Distribution of gypsy moth in Canada from 1964 to 1970. Image © Natural Resources Canada


Distribution of gypsy moth in Canada from 2001 to 2006. Image © Natural Resources Canada

This tool, called BioSIM, links insect life-cycle models to weather data and manages their output to determine the timing of specific stages in an insect’s life cycle—for instance, when an insect reaches the stage most vulnerable to pesticide applications. BioSIM has recently been extended to help in forecasting where current or future climates might favour invasion by an alien species because the weather is, or will be, more suitable for its survival.

“The success of forest pest control programs hinges on the vulnerability of pest populations at the moment of intervention,” says Canadian Forest Service scientist Jacques Régnière, who studies insect population dynamics and developed BioSIM. “With insects, weather conditions are a controlling factor.”

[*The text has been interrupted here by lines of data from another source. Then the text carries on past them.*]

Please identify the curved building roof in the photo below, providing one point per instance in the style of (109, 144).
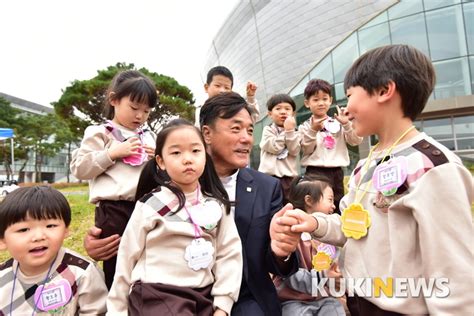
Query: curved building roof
(275, 43)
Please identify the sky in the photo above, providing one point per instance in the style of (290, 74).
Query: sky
(50, 43)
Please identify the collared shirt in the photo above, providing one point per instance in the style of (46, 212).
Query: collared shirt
(230, 185)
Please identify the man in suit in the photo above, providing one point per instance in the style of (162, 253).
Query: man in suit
(227, 128)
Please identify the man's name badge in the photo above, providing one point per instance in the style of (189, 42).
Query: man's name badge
(206, 214)
(332, 126)
(390, 175)
(53, 295)
(321, 261)
(199, 254)
(355, 221)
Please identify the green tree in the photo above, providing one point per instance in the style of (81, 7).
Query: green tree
(87, 97)
(11, 118)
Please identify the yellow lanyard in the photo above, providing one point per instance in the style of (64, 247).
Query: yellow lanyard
(358, 197)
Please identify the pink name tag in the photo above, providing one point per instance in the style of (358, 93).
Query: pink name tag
(53, 295)
(390, 175)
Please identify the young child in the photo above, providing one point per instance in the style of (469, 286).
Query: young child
(42, 277)
(181, 244)
(408, 210)
(280, 144)
(220, 80)
(324, 140)
(112, 155)
(311, 194)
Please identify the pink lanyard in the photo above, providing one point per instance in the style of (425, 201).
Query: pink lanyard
(197, 230)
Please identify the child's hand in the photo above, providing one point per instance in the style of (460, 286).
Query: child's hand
(289, 124)
(317, 124)
(129, 147)
(251, 90)
(306, 222)
(283, 240)
(150, 151)
(219, 312)
(342, 115)
(334, 273)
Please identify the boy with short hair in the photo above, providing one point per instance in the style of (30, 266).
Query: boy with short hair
(324, 140)
(408, 210)
(42, 276)
(280, 144)
(220, 80)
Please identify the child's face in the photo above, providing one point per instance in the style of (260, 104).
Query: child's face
(319, 104)
(324, 205)
(130, 114)
(363, 111)
(280, 112)
(219, 84)
(34, 243)
(183, 158)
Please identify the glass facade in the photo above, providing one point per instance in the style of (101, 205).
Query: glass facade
(444, 31)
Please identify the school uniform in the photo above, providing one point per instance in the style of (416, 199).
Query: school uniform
(421, 231)
(325, 153)
(152, 259)
(74, 286)
(112, 184)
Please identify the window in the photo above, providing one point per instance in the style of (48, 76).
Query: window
(446, 33)
(411, 31)
(469, 23)
(404, 8)
(344, 55)
(323, 70)
(452, 78)
(374, 36)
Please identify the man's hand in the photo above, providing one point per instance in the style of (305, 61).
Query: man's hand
(342, 115)
(219, 312)
(100, 249)
(283, 240)
(305, 223)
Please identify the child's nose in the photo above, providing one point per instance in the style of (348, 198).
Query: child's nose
(38, 234)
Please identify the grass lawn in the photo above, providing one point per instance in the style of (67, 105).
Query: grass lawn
(82, 219)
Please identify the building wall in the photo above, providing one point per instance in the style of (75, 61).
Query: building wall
(281, 45)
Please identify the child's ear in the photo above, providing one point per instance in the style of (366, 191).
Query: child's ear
(113, 100)
(3, 245)
(160, 162)
(308, 200)
(386, 92)
(206, 134)
(306, 103)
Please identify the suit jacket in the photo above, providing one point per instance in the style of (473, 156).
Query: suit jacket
(258, 198)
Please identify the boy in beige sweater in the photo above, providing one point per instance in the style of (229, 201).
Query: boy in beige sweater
(324, 139)
(408, 211)
(280, 144)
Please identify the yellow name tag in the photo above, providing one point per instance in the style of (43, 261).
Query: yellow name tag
(321, 261)
(355, 221)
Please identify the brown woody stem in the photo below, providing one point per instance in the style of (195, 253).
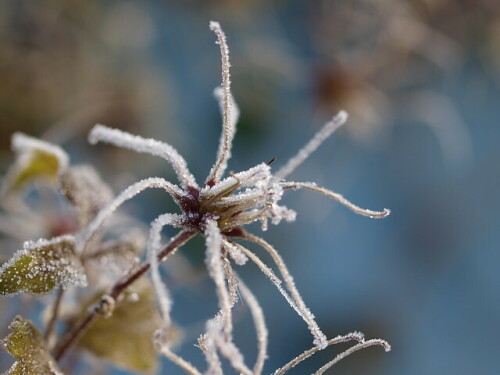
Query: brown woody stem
(72, 337)
(54, 314)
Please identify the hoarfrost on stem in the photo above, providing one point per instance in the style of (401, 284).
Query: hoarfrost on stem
(218, 210)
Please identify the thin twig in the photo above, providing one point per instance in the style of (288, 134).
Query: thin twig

In order to predict long-term climate effects on insect populations, the researchers use data from climate scenarios generated by the Canadian Global Circulation Model that extend many decades into the future.

“Taking BioSIM from immediate applications to seasonality modeling and establishing probability over long time periods was a bit of a leap in complexity, but not much of a change in paradigm,” says Régnière. “Whether you’re looking for short-term or long-term views, it uses the same technology: weather-data management and model-output synthesis.”

Régnière teamed up with fellow-Canadian Forest Service researchers Vince Nealis and Kevin Porter to determine probable range expansion of gypsy moth in Canada. At the Canadian Food Inspection Agency (CFIA)’s request, they analyzed historical records from Natural Resources Canada’s Forest Invasive Alien Species Database, and current and likely future range of gypsy moth in Canada, based on the Gypsy Moth Life Stage model, climate suitability and host distribution. Using the results, the researchers devised recommendations for gypsy moth management strategies, which they then submitted to the CFIA.

Potential distribution of gypsy moth in Canada, #1. Image © Natural Resources Canada


Potential distribution of gypsy moth in Canada, #2. Image © Natural Resources Canada

“The real benefits of models like BioSIM from a quarantine management point of view,” says CFIA Forestry Specialist Shane Sela, “are that they allow us to better assess risks, and more effectively allocate resources to critical areas where potential risk is highest.”

Régnière also worked with Insect Ecologist Allan Carroll to predict range expansion of mountain pine beetle in western Canada. According to their results, eastward invasion by the beetle will continue if current climate trends persist.

BioSIM is capable of determining probability of future range for any species—insect, pathogen or plant—because it is designed to work with any model that encompasses an organism’s life history and response to climate. This emphasizes the need to quickly acquire such information for any species that represents a significant risk to Canada’s forests.